Now, let's discuss how to price your merchandise. As a beginner in this business, if you purchased the items using my 10% rule, then you have a lot of leeway in your pricing. If you are selling out of your own shop, online or off, then ask full retail price. That also applies if you are selling to a collector or if you rent a space to display your wares in a shop. When you are selling at a fleamarket expect a lot of haggling on your price and, in my experience, getting full retail price at a fleamarket is rare. When people shop at a fleamarket, or a garage sale, they are looking for bargains. What worked best for me was to set my prices a few dollars higher than I was willing to take knowing the potential buyer would ask me to come down on my price. That way the buyer thought they were getting a better deal and I sold the item for the price I expected to get. Win-win situation.

And this is the end of the "Basics". Once you've mastered the basics, then it's on to the best way I've ever found to sell. Be a "picker." My picker mantra is simple: Buy then sell as fast as you can will keep the money rolling in.

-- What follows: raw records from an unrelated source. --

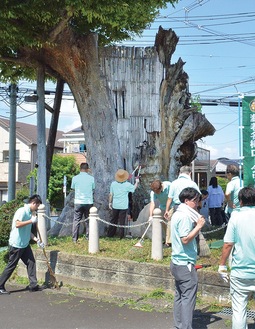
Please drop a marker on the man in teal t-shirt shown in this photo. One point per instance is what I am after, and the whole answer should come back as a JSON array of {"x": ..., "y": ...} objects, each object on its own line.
[
  {"x": 83, "y": 185},
  {"x": 118, "y": 201},
  {"x": 239, "y": 240},
  {"x": 19, "y": 247},
  {"x": 159, "y": 193}
]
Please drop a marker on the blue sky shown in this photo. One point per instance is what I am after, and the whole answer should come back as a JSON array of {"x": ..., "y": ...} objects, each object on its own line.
[{"x": 217, "y": 40}]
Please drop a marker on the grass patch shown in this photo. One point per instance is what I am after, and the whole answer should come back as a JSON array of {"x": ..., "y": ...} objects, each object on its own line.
[{"x": 115, "y": 248}]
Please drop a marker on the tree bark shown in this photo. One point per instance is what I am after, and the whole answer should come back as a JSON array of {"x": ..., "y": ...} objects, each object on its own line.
[{"x": 53, "y": 126}]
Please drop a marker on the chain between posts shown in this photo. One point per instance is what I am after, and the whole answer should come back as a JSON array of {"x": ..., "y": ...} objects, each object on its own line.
[
  {"x": 129, "y": 226},
  {"x": 101, "y": 220}
]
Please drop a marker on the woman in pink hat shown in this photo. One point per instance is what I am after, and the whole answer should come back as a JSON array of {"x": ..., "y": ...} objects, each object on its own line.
[{"x": 118, "y": 201}]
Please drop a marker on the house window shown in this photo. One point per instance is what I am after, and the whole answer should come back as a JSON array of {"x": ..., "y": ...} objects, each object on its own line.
[{"x": 6, "y": 156}]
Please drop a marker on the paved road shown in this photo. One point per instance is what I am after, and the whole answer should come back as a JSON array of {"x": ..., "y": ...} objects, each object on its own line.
[{"x": 51, "y": 309}]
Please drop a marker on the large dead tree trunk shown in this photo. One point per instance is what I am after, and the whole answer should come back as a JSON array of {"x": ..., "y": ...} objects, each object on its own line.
[
  {"x": 181, "y": 125},
  {"x": 79, "y": 67}
]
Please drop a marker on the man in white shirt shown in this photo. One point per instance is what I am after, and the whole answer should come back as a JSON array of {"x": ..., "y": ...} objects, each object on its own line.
[{"x": 184, "y": 180}]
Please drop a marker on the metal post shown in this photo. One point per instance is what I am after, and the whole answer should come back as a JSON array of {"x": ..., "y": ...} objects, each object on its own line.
[
  {"x": 12, "y": 143},
  {"x": 240, "y": 139},
  {"x": 42, "y": 223},
  {"x": 41, "y": 137},
  {"x": 157, "y": 243},
  {"x": 93, "y": 231}
]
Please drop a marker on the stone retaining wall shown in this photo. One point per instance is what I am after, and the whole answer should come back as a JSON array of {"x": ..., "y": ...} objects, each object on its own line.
[{"x": 104, "y": 274}]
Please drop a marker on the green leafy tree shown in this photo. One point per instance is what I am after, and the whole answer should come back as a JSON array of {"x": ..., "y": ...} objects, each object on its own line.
[{"x": 62, "y": 36}]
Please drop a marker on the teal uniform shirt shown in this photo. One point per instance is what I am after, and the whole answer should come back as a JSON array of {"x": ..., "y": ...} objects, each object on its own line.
[
  {"x": 181, "y": 226},
  {"x": 241, "y": 232},
  {"x": 162, "y": 196},
  {"x": 83, "y": 185}
]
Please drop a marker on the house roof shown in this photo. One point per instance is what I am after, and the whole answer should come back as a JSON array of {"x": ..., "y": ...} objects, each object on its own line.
[
  {"x": 28, "y": 133},
  {"x": 221, "y": 164},
  {"x": 79, "y": 157}
]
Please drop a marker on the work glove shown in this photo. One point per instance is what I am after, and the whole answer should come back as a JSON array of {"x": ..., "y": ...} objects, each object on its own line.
[
  {"x": 34, "y": 219},
  {"x": 223, "y": 272},
  {"x": 40, "y": 243}
]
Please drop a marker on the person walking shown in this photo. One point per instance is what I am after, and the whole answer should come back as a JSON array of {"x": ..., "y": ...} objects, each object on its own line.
[
  {"x": 84, "y": 186},
  {"x": 186, "y": 223},
  {"x": 19, "y": 247},
  {"x": 233, "y": 187},
  {"x": 215, "y": 201},
  {"x": 184, "y": 180},
  {"x": 119, "y": 201},
  {"x": 159, "y": 193},
  {"x": 239, "y": 236}
]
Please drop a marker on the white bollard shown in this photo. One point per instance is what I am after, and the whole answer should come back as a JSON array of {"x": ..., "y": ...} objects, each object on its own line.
[
  {"x": 42, "y": 227},
  {"x": 93, "y": 231},
  {"x": 156, "y": 240}
]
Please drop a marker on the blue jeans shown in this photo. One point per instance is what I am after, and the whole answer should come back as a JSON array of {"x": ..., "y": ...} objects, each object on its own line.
[
  {"x": 79, "y": 211},
  {"x": 26, "y": 255},
  {"x": 240, "y": 289},
  {"x": 186, "y": 283}
]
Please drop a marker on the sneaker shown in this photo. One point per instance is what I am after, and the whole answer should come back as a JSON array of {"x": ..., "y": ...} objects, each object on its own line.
[
  {"x": 36, "y": 288},
  {"x": 4, "y": 292}
]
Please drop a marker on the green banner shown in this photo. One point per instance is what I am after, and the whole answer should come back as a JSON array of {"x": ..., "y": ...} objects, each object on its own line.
[{"x": 248, "y": 106}]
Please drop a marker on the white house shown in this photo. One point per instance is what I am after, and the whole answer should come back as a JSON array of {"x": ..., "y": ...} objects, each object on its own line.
[{"x": 26, "y": 153}]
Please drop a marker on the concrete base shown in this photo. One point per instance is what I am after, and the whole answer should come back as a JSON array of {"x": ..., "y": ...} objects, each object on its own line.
[{"x": 105, "y": 274}]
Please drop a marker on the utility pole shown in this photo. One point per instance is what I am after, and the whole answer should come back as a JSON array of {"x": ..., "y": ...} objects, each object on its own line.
[
  {"x": 12, "y": 143},
  {"x": 41, "y": 136}
]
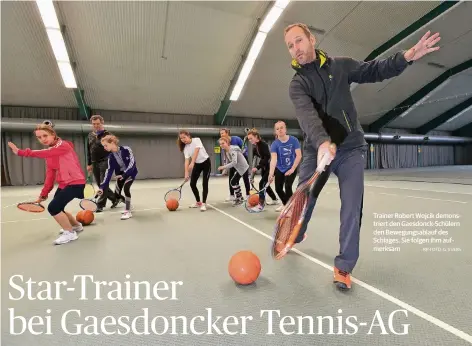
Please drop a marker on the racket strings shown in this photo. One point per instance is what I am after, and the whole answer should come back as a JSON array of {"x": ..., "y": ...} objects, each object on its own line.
[{"x": 288, "y": 221}]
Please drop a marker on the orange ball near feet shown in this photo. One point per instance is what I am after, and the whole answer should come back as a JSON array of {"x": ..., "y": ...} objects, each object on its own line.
[
  {"x": 244, "y": 267},
  {"x": 172, "y": 204}
]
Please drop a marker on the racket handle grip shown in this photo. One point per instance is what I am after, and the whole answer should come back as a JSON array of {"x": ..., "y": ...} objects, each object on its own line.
[{"x": 325, "y": 160}]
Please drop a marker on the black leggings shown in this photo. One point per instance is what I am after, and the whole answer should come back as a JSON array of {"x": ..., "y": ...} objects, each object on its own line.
[
  {"x": 234, "y": 182},
  {"x": 263, "y": 182},
  {"x": 282, "y": 181},
  {"x": 62, "y": 197},
  {"x": 204, "y": 167}
]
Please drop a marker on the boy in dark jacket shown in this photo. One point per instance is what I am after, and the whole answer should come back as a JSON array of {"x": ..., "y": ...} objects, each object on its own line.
[
  {"x": 121, "y": 162},
  {"x": 321, "y": 93}
]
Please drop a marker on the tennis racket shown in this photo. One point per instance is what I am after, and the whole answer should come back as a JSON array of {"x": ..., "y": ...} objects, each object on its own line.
[
  {"x": 292, "y": 216},
  {"x": 89, "y": 190},
  {"x": 175, "y": 193},
  {"x": 31, "y": 207},
  {"x": 89, "y": 204}
]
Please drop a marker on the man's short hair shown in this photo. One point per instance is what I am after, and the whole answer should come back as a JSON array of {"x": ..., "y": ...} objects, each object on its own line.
[
  {"x": 97, "y": 117},
  {"x": 302, "y": 26}
]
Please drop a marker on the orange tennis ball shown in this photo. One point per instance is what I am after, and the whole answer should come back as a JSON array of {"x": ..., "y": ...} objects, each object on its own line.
[
  {"x": 244, "y": 267},
  {"x": 87, "y": 217},
  {"x": 172, "y": 204},
  {"x": 253, "y": 200}
]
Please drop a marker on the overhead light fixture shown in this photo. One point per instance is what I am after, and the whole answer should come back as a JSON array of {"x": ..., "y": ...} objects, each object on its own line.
[
  {"x": 267, "y": 24},
  {"x": 58, "y": 45}
]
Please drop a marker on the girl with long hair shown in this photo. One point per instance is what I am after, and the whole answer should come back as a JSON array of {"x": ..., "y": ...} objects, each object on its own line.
[
  {"x": 237, "y": 161},
  {"x": 286, "y": 156},
  {"x": 262, "y": 150}
]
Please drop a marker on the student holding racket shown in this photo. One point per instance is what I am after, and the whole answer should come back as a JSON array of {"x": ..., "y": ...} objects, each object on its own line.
[
  {"x": 237, "y": 161},
  {"x": 261, "y": 150},
  {"x": 121, "y": 161},
  {"x": 62, "y": 166},
  {"x": 197, "y": 161},
  {"x": 286, "y": 156},
  {"x": 321, "y": 94}
]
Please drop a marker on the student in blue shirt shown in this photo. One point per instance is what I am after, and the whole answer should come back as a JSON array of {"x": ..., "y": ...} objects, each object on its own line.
[
  {"x": 286, "y": 156},
  {"x": 121, "y": 162},
  {"x": 239, "y": 142}
]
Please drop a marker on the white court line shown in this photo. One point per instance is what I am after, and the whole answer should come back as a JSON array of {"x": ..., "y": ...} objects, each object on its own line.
[
  {"x": 413, "y": 189},
  {"x": 48, "y": 218},
  {"x": 380, "y": 293},
  {"x": 433, "y": 199}
]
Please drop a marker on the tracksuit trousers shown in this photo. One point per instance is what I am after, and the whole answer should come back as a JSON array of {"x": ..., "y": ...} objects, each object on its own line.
[{"x": 348, "y": 165}]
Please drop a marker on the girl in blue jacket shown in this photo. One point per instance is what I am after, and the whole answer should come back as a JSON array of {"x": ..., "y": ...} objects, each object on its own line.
[{"x": 121, "y": 162}]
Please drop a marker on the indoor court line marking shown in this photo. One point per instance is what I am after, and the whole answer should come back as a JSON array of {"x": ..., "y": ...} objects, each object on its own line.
[
  {"x": 433, "y": 199},
  {"x": 424, "y": 190},
  {"x": 380, "y": 293},
  {"x": 48, "y": 218}
]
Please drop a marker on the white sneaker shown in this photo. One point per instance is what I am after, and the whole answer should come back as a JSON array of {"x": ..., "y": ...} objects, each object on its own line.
[
  {"x": 65, "y": 237},
  {"x": 126, "y": 215},
  {"x": 78, "y": 228}
]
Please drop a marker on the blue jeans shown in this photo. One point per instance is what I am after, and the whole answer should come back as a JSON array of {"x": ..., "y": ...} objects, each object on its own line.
[{"x": 348, "y": 166}]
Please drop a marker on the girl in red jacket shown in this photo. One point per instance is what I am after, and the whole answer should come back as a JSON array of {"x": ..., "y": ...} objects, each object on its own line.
[{"x": 62, "y": 166}]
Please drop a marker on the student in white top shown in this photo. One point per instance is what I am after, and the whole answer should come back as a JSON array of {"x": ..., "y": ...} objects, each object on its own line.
[{"x": 197, "y": 161}]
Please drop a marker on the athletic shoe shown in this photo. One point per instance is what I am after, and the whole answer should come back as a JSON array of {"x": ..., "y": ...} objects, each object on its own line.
[
  {"x": 342, "y": 279},
  {"x": 65, "y": 237}
]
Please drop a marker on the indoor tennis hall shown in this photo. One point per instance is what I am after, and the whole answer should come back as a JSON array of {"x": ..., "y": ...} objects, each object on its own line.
[{"x": 161, "y": 277}]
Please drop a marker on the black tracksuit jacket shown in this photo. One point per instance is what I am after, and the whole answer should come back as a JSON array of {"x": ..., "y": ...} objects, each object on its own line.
[{"x": 320, "y": 92}]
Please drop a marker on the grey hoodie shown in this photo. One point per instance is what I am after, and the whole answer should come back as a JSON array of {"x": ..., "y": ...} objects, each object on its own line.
[{"x": 238, "y": 160}]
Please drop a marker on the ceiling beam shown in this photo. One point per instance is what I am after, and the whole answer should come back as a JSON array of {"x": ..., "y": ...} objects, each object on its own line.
[
  {"x": 220, "y": 115},
  {"x": 441, "y": 119},
  {"x": 399, "y": 109}
]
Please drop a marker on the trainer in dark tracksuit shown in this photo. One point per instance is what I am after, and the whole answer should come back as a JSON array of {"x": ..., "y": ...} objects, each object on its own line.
[
  {"x": 320, "y": 92},
  {"x": 97, "y": 159}
]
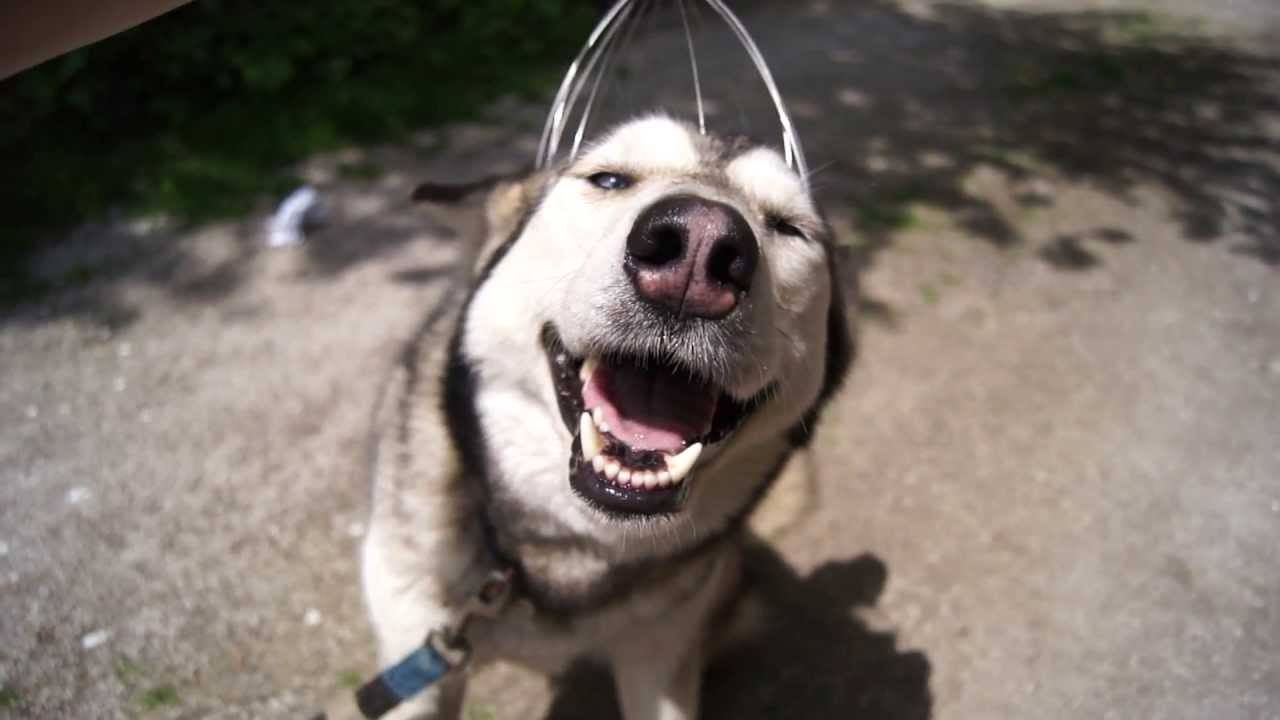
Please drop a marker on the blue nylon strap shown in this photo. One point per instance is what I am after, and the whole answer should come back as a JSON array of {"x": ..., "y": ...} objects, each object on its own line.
[{"x": 416, "y": 673}]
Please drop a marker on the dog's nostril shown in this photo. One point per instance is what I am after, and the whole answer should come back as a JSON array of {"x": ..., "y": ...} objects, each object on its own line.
[
  {"x": 726, "y": 265},
  {"x": 661, "y": 245}
]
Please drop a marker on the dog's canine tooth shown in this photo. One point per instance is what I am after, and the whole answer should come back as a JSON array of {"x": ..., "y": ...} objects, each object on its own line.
[
  {"x": 680, "y": 465},
  {"x": 592, "y": 441},
  {"x": 588, "y": 368}
]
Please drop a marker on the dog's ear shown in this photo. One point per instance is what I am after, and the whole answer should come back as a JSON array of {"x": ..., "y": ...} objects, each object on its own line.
[
  {"x": 504, "y": 201},
  {"x": 507, "y": 208}
]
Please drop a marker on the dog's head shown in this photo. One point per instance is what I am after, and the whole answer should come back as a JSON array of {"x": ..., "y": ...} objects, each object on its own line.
[{"x": 656, "y": 323}]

Let me tell you a little story of how I became a "picker". When I was setting up at fleamarkets, early in the morning a few folks would stop by my tables and end up buying my best items. It became a pattern every time I set up. I'd ask them if they were collectors and they'd just give me a little grin, but they never answered my question. I started getting a bit suspicious of what they did with my stuff once they'd bought it. Being a newbie, I didn't have a clue. This went on for about 6 months or so. One weekend I was setting up at a fleamarket just down the road from an antique shop. I watched as my buyer left my table, got in his car and drove to the antique shop. Hmmm. After closing up for the day, I decided to check out that antique shop. I saw atleast 10 of the items I'd sold over the past month setting in that shop for sale. That's the day I knew I could cut out the middleman and sell to the shops myself. I've been doing it ever since.